Nos lectures présentent trois formes de liberté acquise. L’évangile est le texte le plus descriptif. Un homme est amené devant Jésus. Il ne sait ni parler, ni entendre. Il est coupé de la conversation humaine, réduit à un état d’isolement. Notez qu’il ne cherche pas Jésus de sa propre initiative. Il est amené par d’autres, qui agissent à sa place. Voilà une tâche capitale de la communauté des croyants: espérer à la place du frère, de la soeur qui ne réussit plus à espérer de ses propres forces. Jésus accueille le sourd-muet avec la délicatesse qui caractérise sa douce providence. Il ne propose pas une guérison fulgurante au milieu de la foule. Conscient de la vulnérabilité de l’autre, il l’emmène à l’écart, dans une confidentialité parfaite. Inutile de proférer de belles paroles: l’homme n’est pas capable de les entendre. Jésus trouve donc un autre langage qu’il saura comprendre, le réveillant de sa solitude. Lui, le Verbe par qui tout fut fait, agit en silence, tout comme il faisait au début en créant Adam, seul parmi ses créatures à émerger du non-être à l’être non par un mot d’ordre mais par le toucher et le souffle. La guérison s’opère comme une re-création. Elle libère le sourd-muet des contraintes de sa maladie. Fut-elle du corps ou de l’âme? Qui sait. En tout cas, celui qui, jusqu’à ce moment, est resté passif, se met à communiquer. Ses oreilles s’ouvrent, sa langue se délie. La mal qu’il croyait chronique n’était pas, après tout, irrémédiable. Le vacarme qui en résulte nous laisse deviner l’exultation de son coeur.

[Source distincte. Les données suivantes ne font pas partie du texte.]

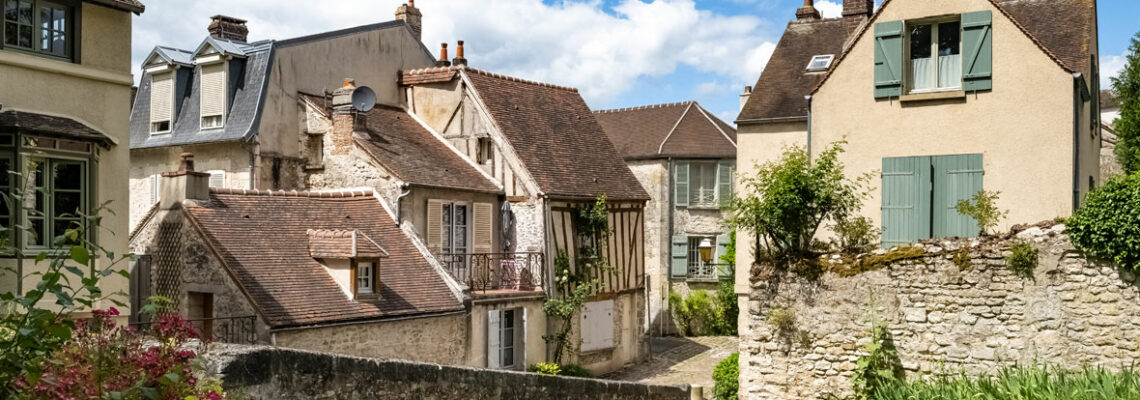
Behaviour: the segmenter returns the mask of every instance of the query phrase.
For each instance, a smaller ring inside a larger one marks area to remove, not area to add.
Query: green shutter
[[[725,254],[728,254],[728,240],[731,240],[728,235],[720,235],[716,237],[716,258],[712,259],[714,264],[720,266],[724,262],[722,258]],[[728,271],[731,270],[732,268],[728,266],[720,266],[720,277],[728,277]]]
[[[678,162],[674,166],[673,186],[676,189],[673,203],[678,206],[689,206],[689,163]]]
[[[962,90],[993,89],[993,11],[962,14]]]
[[[955,210],[959,201],[982,190],[980,154],[934,157],[934,237],[974,237],[978,223]]]
[[[903,95],[903,22],[874,24],[874,98]]]
[[[930,157],[882,158],[882,246],[930,237]]]
[[[731,161],[722,161],[716,166],[716,196],[720,202],[720,206],[725,206],[732,202],[732,177],[735,170],[736,164]]]
[[[684,278],[689,276],[689,237],[673,237],[673,276]]]

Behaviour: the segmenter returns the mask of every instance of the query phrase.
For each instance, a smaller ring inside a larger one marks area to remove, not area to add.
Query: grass
[[[948,376],[933,381],[896,381],[880,387],[878,400],[1135,400],[1140,374],[1100,367],[1080,370],[1007,368],[995,376]]]

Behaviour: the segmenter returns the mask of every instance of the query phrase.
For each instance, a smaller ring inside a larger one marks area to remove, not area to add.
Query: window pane
[[[56,189],[79,190],[83,188],[83,165],[79,163],[56,163],[52,183]]]

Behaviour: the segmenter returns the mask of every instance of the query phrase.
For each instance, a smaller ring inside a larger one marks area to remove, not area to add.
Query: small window
[[[831,67],[831,60],[834,59],[834,55],[822,55],[812,57],[812,62],[807,63],[807,71],[823,71]]]

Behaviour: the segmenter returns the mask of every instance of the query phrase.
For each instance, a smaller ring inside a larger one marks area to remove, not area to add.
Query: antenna
[[[359,87],[352,91],[352,108],[367,113],[372,111],[372,107],[376,106],[376,92],[372,91],[368,87]]]

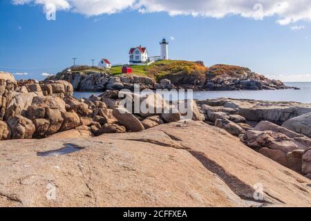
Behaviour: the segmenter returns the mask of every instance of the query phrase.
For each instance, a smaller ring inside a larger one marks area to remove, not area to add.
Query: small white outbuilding
[[[98,66],[102,68],[111,68],[111,63],[106,59],[102,59],[98,63]]]

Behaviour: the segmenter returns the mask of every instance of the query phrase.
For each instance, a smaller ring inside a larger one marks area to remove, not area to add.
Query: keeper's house
[[[131,48],[129,54],[130,64],[146,63],[148,61],[147,50],[142,48],[142,46]]]

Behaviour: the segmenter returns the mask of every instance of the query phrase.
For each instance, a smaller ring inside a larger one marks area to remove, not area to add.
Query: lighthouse
[[[168,60],[169,59],[169,41],[163,38],[163,39],[160,42],[160,46],[161,48],[161,60]]]

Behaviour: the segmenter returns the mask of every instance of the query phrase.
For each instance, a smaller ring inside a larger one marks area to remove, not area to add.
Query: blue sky
[[[245,15],[243,8],[241,15],[223,12],[218,17],[197,16],[196,8],[125,6],[113,10],[112,6],[112,11],[102,12],[73,6],[57,8],[56,20],[48,21],[44,5],[16,1],[23,4],[0,1],[0,70],[17,73],[17,79],[42,79],[43,73],[55,74],[71,66],[73,57],[79,64],[91,65],[91,59],[98,62],[104,57],[113,64],[126,63],[129,49],[140,44],[150,55],[159,55],[159,41],[165,37],[171,59],[200,60],[207,66],[238,65],[283,81],[311,81],[308,18],[281,25],[290,15],[275,13],[258,20]]]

En Isaïe, la libération se manifeste intérieurement. Elle réanime la foi endormie. Le contexte est une expérience collective de violence, voire de destruction. Israël a dû confronter les conséquences de ses mauvais choix. Le pays autrefois florissant paraît dévasté. Tout n’est qu’une terre aride sans perspectives de fécondité. C’est le peuple entier qui a l’impression d’être sourd et aveugle: Dieu, où est-il? Pourquoi n’agit-il pas? Nos discours pieux d’autrefois, n’étaient-ils donc qu’une auto-illusion? La parole prophétique énoncée en réponse est paradoxale. Elle proclame aux gens accablés par la faiblesse: ‘Soyez forts!’, au peureux: ‘Ne craignez pas!’ Autrement dit: ‘Ne restez pas prisonniers de votre sentiment. Ne cédez pas à l’angoisse; n’y obéissez pas. Découvrez la force qui vous habite malgré tout. Décidez de croire!’ Il peut nous arriver d’attendre tristement une consolation céleste qui demeure élusive quand ce qu’il nous faut en fait est un bel acte de foi qui nous permet de redécouvrir un espace de liberté intérieure que nous croyions, bien à tort, perdue à jamais. Vous savez, frères et soeurs: la terre brûlante peut se changer en lac. Mais il faut d’abord faire l’option pour l’eau vive. 

L’Épître de Saint Jacque, enfin, évoque la libération de nos préjugés sociaux. L’apôtre nous exhorte à poser sur le monde et sur les gens qui nous entourent, de loin ou de près, un regard vierge. Nos idées de pauvreté et de richesse, de mérite et de déficience sont relatives. Le Seigneur trouve sa joie, une joie presque enfantine, à les bousculer. Il renverse les puissants de leurs trônes et élève les humbles. ’N’a-t-il pas choisi ceux qui sont pauvres aux yeux du monde pour en faire des riches dans la foi?’, demande Saint Jacques. Mais bien sûr! On ne réserve pas une place au royaume à l’avance selon des critères mondains. Le royaume est promis par le Seigneur ‘à ceux qui l’auront aimé’. Puissions-nous être parmi ces gens-là: pauvres et confiants, sachant quel est le don de Dieu, capables de le recevoir librement et sans complexes. Amen.